Author | : JoEllen McNergney Vinyard |
Publisher | : University of Illinois Press |
Total Pages | : 334 |
Release | : 1998 |
Genre | : Education |
ISBN | : 9780252067075 |
Download For Faith and Fortune Book in PDF, ePub and Kindle
Even before the massive European immigrations of the nineteenth and early twentieth centuries, Detroit had a tradition of Catholicism. Multiple immigrant groups became part of the city and considered it important to educate their daughters as well as their sons within the Church.

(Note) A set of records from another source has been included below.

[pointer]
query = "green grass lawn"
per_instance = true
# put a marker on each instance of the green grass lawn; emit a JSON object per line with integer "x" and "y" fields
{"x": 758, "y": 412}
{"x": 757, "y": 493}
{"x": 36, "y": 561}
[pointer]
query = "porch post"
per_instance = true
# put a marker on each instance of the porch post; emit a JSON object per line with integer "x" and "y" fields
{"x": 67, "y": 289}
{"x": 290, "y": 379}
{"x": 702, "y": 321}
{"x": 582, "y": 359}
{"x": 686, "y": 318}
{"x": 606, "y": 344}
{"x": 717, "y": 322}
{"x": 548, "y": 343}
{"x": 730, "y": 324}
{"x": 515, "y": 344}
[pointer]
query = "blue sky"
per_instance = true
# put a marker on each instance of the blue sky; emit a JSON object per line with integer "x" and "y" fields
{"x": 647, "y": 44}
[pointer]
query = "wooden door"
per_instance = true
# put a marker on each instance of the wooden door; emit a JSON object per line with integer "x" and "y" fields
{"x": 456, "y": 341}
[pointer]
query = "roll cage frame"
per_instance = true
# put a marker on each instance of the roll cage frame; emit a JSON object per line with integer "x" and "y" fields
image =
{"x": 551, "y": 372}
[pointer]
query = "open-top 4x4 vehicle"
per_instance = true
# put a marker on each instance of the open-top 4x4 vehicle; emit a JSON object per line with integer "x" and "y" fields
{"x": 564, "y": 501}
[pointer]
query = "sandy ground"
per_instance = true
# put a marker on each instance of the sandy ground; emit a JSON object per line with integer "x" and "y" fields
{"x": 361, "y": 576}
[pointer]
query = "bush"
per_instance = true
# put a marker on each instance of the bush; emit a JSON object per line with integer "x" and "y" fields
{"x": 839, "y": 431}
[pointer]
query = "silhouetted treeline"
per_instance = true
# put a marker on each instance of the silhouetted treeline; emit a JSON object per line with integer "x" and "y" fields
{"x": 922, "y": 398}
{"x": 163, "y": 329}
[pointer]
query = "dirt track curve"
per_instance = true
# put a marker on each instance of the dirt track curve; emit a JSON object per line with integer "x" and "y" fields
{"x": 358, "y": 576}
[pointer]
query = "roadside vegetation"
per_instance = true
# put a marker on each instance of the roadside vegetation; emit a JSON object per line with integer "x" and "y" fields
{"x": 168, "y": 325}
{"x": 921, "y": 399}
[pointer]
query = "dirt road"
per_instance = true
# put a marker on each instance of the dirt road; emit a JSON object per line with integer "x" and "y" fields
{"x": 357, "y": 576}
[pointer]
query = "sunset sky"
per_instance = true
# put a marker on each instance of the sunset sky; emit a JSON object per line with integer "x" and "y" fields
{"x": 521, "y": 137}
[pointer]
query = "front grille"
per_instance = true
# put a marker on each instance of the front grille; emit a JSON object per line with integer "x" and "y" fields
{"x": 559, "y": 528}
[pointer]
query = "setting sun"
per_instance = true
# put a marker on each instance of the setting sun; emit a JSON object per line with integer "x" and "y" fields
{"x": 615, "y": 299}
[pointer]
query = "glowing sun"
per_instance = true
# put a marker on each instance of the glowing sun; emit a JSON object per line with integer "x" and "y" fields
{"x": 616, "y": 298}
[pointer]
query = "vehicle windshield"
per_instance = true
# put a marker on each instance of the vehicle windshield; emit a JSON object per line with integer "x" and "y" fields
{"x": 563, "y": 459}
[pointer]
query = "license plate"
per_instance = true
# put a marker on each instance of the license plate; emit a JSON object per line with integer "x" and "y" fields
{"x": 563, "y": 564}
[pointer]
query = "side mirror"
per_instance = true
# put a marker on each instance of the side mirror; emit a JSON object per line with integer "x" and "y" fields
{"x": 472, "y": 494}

JoEllen McNergney Vinyard's comprehensive examination of parochial education in Detroit within the broader context of that city's urbanization patterns yields a richly detailed addition to our understanding of the European immigrant experience. For Faith and Fortune will be of interest to historians and scholars of urban studies, particularly immigration, schooling, and the Catholic experience.
Author | : James T. Fisher |
Publisher | : Oxford University Press |
Total Pages | : 203 |
Release | : 2007-11-30 |
Genre | : Religion |
ISBN | : 0199842256 |
Download Communion of Immigrants Book in PDF, ePub and Kindle
Catholicism has grown from a suppressed and persecuted outsiders' religion in the American colonies to become the nation's single largest denomination. James Fisher surveys more than four centuries of Catholics' involvement in American history, starting his narrative with one of the first Spanish expeditions to Florida, in 1528. He follows the transformation of Catholicism into one of America's most culturally and ethnically diverse religions, including the English Catholics' early settlement in Maryland, the Spanish missions to the Native Americans, the Irish and German poor who came in search of work and farmland, the proliferation of Polish and Italian communities, and the growing influx of Catholics from Latin America. The book discusses Catholic involvement in politics and conflict, from New York's Tammany Hall to the Vietnam War and abortion. Fisher highlights the critical role of women in American Catholicism--from St. Elizabeth Seton and Dorothy Day to Mother Cabrini, the first American citizen to be canonized a saint--and describes the influence of prominent American Catholics such as Cardinal John J. O'Connor, 1930s radio personality Father Charles Coughlin, President John F. Kennedy, pacifists Daniel and Philip Berrigan, activist Cesar Chavez, and author Flannery O'Connor. For this new edition, Fisher has brought the story up to date, including the latest struggles within the American church leadership.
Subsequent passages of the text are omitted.